The International Air Transport Association (IATA) announced full-year traffic data for 2012 showing a 5.3% year-on-year increase in passenger demand and a 1.5% fall for cargo.
The 5.3% increase in passenger demand was slightly down on 2011 growth of 5.9% but above the 5% twenty-year average. Load factors for the year were near record levels at 79.1%. Demand in international markets expanded at a faster rate (6.0%) than domestic travel (4.0%). In both cases emerging markets were the main drivers of growth.
The 1.5% fall in demand for air cargo compared to 2011 marked the second consecutive year of decline, following a 0.6% contraction in 2011. The freight load factor for the year was 45.2%.

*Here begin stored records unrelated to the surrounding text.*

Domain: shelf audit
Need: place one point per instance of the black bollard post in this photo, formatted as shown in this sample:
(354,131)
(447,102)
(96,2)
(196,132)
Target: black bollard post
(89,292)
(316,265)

“Passenger demand grew strongly in 2012 despite the economic bad news that dominated much of the last twelve months. This demonstrates just how integral global air travel is for today’s connected world. At the same time, near-record load factors illustrate the extreme care with which airlines manage capacity. Growth and high aircraft utilization combined to help airlines deliver an estimated $6.7 billion profit in 2012 despite high fuel prices. But with a net profit margin of just 1.0% the industry is only just keeping its head above water,” said Tony Tyler, IATA’s Director General and CEO.
“In contrast to the growth in passenger markets the air cargo market contracted by 1.5%. The industry suffered a one-two punch. World trade declined sharply. And the goods that were traded shifted towards bulk commodities more suited for sea shipping. The outstanding bright spot was the development of trade between Asia and Africa which supported strong growth for airlines based in the Middle East (14.7%) and Africa (7.1%),” said Tyler.